Fichage politique illégal – Le SNJ défend les journalistes mis en cause par l’institut Thomas More
C’est l’un des sujets phares de la Commission d’enquête sur l’audiovisuel public à l’Assemblée nationale : Radio France manquerait de pluralisme, ses antennes et son personnel pencheraient trop à gauche. Pour étayer sa démonstration, elle s’appuie sur un rapport intitulé « Pluralisme et neutralité. L’équité de traitement et l’orientation politique des matinales de Radio France » écrit, à grand renfort d’intelligence artificielle générative, par l’institut Thomas More.
Cette « étude » pourrait paraître insignifiante, tant elle manque de sérieux et comporte de très nombreux biais… alors qu’elle entend justement dénoncer ceux qu’elle soupçonne au sein de l’audiovisuel public. Ainsi, au-delà de l’exemple risible de la météo classée à gauche du fait d’une allusion au changement climatique, remarquons, pour l’exemple, ce journal de 8h de France Inter qui, en moins de dix minutes, est classé à l’extrême droite et à l’extrême gauche, à cause des reportages diffusés.

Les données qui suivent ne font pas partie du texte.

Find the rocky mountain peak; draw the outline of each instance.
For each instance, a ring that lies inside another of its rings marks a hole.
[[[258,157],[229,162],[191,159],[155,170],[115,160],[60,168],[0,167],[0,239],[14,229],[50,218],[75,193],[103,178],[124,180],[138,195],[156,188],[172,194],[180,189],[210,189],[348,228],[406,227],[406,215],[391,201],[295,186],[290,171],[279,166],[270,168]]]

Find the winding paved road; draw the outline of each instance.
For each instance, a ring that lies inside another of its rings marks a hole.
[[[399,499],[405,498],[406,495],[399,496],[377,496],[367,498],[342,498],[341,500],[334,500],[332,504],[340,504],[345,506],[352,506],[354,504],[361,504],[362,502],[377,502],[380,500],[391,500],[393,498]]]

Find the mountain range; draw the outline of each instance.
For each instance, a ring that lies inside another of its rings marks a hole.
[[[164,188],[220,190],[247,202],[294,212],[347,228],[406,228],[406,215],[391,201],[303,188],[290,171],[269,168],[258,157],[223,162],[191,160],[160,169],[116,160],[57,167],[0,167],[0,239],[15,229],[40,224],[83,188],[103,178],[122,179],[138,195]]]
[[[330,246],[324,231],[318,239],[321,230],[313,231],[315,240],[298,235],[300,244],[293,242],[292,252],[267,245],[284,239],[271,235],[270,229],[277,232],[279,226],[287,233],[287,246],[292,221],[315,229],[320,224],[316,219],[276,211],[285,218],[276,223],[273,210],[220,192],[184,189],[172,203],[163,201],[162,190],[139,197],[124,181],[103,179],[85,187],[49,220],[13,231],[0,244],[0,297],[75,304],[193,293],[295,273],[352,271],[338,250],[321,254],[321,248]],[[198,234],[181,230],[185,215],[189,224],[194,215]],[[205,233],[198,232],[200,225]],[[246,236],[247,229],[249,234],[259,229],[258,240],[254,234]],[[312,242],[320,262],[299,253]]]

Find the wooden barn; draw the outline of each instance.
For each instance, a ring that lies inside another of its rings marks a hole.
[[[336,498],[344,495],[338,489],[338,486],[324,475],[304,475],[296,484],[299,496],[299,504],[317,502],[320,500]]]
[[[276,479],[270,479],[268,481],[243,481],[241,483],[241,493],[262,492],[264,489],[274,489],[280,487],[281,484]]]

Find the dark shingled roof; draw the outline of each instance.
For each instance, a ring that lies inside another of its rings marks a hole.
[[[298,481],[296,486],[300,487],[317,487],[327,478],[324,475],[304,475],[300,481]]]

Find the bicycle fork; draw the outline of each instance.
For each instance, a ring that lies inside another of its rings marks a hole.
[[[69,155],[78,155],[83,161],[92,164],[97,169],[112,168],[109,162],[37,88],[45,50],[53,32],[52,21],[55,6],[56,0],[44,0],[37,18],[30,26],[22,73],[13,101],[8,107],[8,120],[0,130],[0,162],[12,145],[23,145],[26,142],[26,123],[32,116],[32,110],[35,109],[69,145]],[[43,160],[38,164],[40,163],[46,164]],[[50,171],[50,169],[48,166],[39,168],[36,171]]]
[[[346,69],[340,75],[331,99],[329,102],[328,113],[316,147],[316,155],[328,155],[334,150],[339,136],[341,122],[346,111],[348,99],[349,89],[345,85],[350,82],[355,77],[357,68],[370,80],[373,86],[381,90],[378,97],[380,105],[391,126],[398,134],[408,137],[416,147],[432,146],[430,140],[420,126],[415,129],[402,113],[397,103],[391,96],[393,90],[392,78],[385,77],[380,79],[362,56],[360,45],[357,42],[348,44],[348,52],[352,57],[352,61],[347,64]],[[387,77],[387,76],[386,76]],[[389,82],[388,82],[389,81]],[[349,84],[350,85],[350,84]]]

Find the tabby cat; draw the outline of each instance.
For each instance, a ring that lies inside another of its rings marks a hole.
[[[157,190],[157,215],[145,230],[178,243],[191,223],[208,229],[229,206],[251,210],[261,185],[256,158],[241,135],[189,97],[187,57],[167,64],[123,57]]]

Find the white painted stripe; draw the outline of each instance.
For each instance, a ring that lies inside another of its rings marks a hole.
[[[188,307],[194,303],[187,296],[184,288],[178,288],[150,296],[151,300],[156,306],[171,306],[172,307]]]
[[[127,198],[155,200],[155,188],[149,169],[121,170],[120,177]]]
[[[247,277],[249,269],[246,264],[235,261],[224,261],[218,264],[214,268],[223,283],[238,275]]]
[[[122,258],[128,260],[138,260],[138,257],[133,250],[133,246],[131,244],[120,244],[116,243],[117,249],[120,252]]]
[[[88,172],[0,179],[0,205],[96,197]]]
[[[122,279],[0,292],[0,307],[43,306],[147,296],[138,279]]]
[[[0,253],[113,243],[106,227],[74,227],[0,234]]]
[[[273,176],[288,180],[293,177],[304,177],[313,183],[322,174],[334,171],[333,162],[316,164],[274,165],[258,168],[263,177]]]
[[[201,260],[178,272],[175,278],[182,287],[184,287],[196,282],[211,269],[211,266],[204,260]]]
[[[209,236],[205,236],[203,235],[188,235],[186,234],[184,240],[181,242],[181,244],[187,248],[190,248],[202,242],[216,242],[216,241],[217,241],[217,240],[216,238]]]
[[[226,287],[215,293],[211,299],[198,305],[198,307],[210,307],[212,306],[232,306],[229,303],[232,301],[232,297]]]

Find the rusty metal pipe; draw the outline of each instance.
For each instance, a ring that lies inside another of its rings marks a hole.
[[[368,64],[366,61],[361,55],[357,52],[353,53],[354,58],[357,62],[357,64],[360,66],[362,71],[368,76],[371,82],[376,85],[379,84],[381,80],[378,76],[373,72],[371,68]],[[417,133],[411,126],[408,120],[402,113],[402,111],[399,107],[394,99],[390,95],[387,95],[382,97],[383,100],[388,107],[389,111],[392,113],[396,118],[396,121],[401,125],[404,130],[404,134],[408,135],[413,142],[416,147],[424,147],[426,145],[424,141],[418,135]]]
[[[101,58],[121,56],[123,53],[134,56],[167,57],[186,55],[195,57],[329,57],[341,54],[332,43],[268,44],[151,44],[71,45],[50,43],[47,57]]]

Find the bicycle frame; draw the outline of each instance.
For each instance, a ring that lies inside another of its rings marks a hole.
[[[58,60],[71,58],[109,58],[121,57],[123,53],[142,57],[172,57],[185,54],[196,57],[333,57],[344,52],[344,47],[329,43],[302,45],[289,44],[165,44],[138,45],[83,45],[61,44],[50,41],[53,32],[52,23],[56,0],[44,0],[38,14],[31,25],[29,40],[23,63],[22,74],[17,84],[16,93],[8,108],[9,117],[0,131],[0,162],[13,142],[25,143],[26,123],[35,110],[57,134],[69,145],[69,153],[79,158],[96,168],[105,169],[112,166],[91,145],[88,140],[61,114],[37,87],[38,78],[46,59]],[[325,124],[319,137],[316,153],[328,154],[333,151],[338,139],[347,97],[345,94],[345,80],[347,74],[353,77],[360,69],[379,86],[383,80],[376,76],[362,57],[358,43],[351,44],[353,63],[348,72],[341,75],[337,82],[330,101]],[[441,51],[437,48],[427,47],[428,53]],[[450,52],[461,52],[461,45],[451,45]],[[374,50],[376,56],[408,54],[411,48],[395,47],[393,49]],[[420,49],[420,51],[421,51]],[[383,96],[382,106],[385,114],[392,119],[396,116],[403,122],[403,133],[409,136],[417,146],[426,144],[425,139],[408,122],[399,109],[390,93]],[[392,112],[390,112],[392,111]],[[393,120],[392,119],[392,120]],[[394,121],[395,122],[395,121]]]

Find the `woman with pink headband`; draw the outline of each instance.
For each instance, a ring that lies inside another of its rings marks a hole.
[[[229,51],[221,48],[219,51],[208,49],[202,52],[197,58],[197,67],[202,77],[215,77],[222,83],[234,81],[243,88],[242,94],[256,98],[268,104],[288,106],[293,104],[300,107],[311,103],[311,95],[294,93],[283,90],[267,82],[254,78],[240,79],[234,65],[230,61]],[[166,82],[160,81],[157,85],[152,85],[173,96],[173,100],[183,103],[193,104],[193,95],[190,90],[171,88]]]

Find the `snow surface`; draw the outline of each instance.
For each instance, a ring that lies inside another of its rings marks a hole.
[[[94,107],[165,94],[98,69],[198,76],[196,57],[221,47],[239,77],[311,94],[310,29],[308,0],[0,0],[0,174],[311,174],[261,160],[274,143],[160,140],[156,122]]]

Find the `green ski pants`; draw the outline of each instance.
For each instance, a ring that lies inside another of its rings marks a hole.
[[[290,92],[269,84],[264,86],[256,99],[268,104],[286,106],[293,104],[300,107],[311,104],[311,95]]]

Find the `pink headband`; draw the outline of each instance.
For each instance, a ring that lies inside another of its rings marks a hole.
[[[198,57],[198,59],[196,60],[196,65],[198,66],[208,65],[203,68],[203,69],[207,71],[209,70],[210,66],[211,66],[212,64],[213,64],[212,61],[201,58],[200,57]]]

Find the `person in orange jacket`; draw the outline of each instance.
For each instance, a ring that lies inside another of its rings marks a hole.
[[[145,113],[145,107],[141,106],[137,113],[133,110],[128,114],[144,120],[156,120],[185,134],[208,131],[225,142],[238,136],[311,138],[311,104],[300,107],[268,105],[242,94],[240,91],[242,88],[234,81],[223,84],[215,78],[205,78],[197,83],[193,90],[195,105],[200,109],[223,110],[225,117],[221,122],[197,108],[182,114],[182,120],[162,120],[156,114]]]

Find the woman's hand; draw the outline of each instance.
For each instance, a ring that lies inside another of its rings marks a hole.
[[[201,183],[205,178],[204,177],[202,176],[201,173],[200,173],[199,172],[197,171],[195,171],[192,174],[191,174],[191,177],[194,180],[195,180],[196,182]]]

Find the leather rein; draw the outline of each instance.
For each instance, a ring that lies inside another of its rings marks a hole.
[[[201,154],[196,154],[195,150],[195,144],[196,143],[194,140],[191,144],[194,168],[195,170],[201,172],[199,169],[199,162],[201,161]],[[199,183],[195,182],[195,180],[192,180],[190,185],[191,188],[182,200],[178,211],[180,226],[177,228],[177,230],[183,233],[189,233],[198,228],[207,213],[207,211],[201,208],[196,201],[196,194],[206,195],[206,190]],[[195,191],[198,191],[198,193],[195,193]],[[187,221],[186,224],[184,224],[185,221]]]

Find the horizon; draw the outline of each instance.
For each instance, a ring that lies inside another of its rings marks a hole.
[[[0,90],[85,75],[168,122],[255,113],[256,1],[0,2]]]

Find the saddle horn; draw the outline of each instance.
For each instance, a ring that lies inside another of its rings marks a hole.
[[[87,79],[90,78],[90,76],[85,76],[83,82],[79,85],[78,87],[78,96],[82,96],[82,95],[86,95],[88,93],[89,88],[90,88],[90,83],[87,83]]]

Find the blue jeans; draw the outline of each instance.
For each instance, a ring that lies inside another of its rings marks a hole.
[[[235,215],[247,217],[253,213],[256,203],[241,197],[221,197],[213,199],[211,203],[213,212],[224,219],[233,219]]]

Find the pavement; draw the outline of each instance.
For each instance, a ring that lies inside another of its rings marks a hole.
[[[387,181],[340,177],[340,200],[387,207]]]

Mais pour nous il y a plus grave encore. Cette étude franchit une ligne rouge, celle de l’interdiction du fichage des personnes en raison de leur appartenance politique, réelle ou supposée, de leurs opinions idéologiques, ici inventées.
Une trentaine de journalistes des rédactions de France Inter, France Info et France Culture voient ainsi leur nom accolé à une couleur politique, parfois plusieurs. C’est totalement inacceptable pour les personnes concernées et particulièrement dangereux pour la démocratie, au moment même où la remise en cause coordonnée de l’audiovisuel public rejoint les projets de privatisation portés par certains groupes politiques.
Une douzaine de journalistes de Radio France ont donc mandaté le SNJ pour agir, au titre du RGPD, afin d’obtenir l’effacement de leur nom de ce fichier illégal, et in fine le retrait de sa publication. Si l’Institut Thomas More ne donne pas suite à cette demande, sous les quelques semaines de délai légal, nous saisirons la CNIL.
Nous avons aussi signalé au régulateur européen l’utilisation d’IA pour de la catégorisation politique, du profilage et de l’analyse émotionnelle : autant d’usages interdits ou fortement encadrés.
Si d’autres acteurs se lançaient dans des actions de ce type, en collant une étiquette politique, religieuse ou idéologique sur le front des journalistes des rédactions de Radio France, le SNJ saisira la justice.
Le fichage en raison des idées, réelles ou supposées, est et doit rester illégal en France. C’est une protection élémentaire pour tous les citoyens, et le SNJ accomplit sa part pour la faire respecter.